On Monday an autopsy conducted at the Forensic Science Centre, Federation Park by pathologist Dr Eastlyn McDonald-Burris stated Marshall's death was due to strangulation.

On Tuesday the preliminary results of a second autopsy conducted at the S D Simpson Memorial Funeral Chapel in Laventille by Dr Hubert Daisley confirmed the results of the first autopsy.

Daisley however has not presented his final autopsy report as yet and is conducting his investigations.

On Wednesday Daisley visited the TTDF headquarters to merge his "scientific findings with physical evidence".

On that day it was announced that Marshall would be laid to rest today with full military rites.

Daisley however has called for the funeral service to be postponed as he wants to conduct further tests on Marshall.

Daisley's main focus is said to be Marshall's head injuries.

Marshall's body is being housed at the S D Simpson Memorial Funeral Chapel in Laventille.

Daisley is expected to continue his tests there today.

Deputy Police Commissioner Mervyn Richardson, speaking at the police press briefing yesterday, said the investigations into the matter were "moving ahead at pace".

"That investigation is moving ahead at pace. I can tell you that we spent the whole day there (Wednesday) interviewing members of the Defence Force and other persons and associates of the deceased," Richardson said.

"We are doing all within our powers we are working day and night with the assistance of the Defence Force," he said.

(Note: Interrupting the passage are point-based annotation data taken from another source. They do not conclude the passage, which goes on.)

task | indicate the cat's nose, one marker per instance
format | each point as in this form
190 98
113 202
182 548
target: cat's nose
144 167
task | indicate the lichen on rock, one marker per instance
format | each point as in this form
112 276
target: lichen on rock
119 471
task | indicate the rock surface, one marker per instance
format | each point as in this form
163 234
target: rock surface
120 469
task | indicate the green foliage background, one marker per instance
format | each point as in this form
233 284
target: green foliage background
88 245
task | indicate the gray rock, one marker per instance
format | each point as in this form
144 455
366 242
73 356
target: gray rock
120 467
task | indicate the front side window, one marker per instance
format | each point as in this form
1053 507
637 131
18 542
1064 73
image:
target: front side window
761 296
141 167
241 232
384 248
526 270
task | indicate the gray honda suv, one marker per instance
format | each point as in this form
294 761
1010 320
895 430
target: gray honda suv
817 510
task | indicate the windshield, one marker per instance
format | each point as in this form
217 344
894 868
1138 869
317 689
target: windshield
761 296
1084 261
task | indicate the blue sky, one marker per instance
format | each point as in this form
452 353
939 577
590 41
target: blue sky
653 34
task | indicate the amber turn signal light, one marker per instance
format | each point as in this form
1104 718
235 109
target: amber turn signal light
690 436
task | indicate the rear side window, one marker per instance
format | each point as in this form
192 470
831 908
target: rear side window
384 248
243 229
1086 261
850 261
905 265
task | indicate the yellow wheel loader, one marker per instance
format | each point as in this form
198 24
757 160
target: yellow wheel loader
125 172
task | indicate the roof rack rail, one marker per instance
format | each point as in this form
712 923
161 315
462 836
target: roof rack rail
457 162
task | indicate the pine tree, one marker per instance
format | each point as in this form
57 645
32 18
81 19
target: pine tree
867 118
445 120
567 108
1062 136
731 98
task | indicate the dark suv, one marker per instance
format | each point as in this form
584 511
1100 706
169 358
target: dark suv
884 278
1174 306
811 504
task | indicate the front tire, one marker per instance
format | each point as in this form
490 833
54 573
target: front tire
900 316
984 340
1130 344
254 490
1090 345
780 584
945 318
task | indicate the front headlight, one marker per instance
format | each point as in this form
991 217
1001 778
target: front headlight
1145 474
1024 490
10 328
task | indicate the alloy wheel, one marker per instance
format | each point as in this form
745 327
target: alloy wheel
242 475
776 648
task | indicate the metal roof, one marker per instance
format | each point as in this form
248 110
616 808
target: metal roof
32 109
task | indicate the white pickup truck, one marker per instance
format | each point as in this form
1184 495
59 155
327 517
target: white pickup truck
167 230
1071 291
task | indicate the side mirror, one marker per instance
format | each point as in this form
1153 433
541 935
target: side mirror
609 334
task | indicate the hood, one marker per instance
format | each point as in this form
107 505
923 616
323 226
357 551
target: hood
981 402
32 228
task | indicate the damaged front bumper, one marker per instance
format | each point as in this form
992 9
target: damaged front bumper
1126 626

"As recent as 9.30 (yesterday) morning I received a call from (Chief of Defence Staff) Brigadier (Kenrick) Maharaj who has opened the Defence Force to the Police Service in order that we complete this investigation in the quickest possible time; we are doing just that," Richardson said.

Richardson said it was "too early" for the police to make a determination as to what caused Marshall's murder.

"Little too early to talk about findings we are exploring to find. We are exploring at this time. A team of officers under Superintendent Harry and acting superintendent Nanan are exploring all possibilities at this time," he said.

Marshall's wife, Ashlyn John-Marshall, yesterday spoke for the first time.

John-Marshall said her five-year-old daughter, Curtlyn, was the hardest hit by the tragedy.

"Our (her family's) plan was to go to service and come home and drop fireworks. That was our plan for the Old Year's night," John-Marshall said.

"Whenever this funeral takes place I know I will have my task because when everybody goes home and she (Curtlyn) realises that her daddy is not coming back I do not know what I will do," she said.

"I do not know what I will do without him. We had no problems; we were happy," John-Marshall said.